Coat (Longhair): Length medium-long to long, texture soft and silky gradually lengthening toward the rump.
Tail: The tail must be clearly visible and is made up of one or more curved articulations.
While calicoes, including van patterns (color on the crown of the head and the tail only), are favored by many, any coat color or pattern of colors is permissible.
The short tail is a cat body-type mutation caused by the expression of a recessive gene. Thus, so long as both parents are bobtails, all kittens born to a litter will have bobtails as well, but progeny of only one bobtailed parent are much less likely to possess the trait. While the Manx tailless gene, which can produce superficially similar short tails, can potentially lead to certain health issues, some serious, the bobtail gene is not known to pose any such problems.

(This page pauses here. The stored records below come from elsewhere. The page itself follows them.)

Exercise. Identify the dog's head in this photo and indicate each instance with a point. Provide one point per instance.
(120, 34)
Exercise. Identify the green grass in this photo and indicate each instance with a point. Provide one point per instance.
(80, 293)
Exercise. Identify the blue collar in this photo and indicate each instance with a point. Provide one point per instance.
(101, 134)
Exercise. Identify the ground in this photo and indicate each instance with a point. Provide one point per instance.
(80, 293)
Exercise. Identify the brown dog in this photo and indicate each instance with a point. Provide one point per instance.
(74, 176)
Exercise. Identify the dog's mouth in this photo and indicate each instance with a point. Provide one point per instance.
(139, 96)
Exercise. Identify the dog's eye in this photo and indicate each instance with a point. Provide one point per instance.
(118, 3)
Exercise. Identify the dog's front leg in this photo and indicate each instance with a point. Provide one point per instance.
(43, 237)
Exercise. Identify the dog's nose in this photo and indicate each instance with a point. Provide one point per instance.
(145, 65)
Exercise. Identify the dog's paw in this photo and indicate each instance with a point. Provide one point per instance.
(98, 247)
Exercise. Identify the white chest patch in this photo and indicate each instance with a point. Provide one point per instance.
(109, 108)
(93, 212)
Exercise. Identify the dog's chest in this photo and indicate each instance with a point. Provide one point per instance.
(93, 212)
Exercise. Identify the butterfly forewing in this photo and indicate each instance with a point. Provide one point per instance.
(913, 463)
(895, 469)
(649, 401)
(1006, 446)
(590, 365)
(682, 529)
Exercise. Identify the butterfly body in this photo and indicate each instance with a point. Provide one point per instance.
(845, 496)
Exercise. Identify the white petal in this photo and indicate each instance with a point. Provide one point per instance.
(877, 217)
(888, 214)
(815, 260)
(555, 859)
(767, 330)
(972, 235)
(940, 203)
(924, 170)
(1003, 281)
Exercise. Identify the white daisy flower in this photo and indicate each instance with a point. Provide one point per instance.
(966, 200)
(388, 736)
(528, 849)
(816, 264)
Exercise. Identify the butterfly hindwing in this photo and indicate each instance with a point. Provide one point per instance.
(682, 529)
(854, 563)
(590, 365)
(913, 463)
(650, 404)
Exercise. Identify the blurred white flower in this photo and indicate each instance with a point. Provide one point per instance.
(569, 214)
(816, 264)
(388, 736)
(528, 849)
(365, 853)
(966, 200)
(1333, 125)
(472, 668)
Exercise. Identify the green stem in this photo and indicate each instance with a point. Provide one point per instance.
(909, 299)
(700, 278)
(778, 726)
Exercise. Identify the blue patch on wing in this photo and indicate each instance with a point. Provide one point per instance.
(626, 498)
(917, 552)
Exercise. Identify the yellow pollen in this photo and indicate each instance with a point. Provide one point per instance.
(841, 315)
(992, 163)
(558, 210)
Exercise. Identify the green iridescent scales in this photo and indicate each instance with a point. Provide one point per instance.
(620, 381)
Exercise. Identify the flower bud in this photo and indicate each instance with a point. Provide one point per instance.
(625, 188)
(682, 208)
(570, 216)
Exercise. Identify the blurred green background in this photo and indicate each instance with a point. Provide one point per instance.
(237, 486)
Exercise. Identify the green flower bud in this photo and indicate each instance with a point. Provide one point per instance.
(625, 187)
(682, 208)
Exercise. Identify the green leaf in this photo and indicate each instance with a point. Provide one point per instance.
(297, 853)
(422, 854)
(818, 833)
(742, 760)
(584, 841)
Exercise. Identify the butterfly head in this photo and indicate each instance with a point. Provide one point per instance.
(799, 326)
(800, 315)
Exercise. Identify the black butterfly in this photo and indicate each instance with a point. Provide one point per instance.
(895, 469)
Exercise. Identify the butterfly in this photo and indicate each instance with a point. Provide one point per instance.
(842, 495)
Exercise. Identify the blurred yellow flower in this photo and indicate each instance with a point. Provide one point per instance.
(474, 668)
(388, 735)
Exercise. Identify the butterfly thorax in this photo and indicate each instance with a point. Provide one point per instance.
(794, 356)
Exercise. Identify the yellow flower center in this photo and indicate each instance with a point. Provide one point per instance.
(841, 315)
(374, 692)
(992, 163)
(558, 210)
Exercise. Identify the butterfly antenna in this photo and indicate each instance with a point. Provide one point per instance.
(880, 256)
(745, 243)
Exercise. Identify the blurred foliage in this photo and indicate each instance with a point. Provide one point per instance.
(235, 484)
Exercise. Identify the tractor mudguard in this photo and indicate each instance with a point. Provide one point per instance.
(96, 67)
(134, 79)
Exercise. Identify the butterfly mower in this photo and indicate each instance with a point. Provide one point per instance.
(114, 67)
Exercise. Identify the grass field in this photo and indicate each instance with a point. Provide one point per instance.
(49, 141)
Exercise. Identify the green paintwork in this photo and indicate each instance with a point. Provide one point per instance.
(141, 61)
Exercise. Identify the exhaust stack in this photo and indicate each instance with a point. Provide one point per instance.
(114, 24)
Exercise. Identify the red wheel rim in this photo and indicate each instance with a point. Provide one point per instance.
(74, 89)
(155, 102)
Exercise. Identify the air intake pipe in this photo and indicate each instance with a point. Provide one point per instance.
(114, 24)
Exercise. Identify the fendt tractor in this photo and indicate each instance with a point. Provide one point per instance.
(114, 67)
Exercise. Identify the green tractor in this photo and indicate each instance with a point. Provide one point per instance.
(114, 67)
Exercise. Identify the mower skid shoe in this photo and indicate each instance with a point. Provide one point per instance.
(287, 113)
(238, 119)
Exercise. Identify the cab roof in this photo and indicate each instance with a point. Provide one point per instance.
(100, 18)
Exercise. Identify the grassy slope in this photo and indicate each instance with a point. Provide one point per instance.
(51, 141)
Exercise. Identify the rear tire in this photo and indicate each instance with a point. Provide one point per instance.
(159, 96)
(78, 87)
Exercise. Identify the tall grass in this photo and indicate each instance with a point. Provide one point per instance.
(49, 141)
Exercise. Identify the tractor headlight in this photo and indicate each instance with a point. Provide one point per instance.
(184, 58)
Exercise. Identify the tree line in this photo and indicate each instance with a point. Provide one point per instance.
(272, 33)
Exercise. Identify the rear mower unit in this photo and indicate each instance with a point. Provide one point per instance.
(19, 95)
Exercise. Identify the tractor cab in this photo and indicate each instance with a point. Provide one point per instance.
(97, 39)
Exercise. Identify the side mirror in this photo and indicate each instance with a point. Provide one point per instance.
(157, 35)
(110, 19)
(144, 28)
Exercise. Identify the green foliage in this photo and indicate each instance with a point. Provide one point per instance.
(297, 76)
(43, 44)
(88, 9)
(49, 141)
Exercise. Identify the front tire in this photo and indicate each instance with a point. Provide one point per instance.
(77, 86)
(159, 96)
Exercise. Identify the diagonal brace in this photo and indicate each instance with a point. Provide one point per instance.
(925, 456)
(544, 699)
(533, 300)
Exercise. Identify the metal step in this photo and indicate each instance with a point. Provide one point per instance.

Japanese Bobtails usually have litters of three to four kittens, with newborns that are unusually large compared to other breeds. They are active earlier, and walk earlier than many other breeds.
Rarely, a Japanese Bobtail, especially a predominantly white specimen, may have heterochromia, or eyes of different colors. Regardless of breed, cats with this trait are known as odd-eyed cats. In this breed, one iris is blue ("silver" in Japanese breeding terms) while the other is yellow ("gold"). This trait is more common in this breed than in most others, with the notable exception of the Turkish Van. In the Japanese Bobtail, this trait is popular and kittens displaying it usually are more expensive.
On average, members of the breed are active, intelligent cats, with a strongly human-oriented nature, are easier to train to perform tricks than most breeds, and are more likely to enjoy learning human-mediated activities like walking on a harness and leash, and playing fetch. Considered an unusually "talkative" breed, they often interact vocally with people. Their soft voices are capable of nearly a whole scale of tones, leading to a folk belief that they can sing.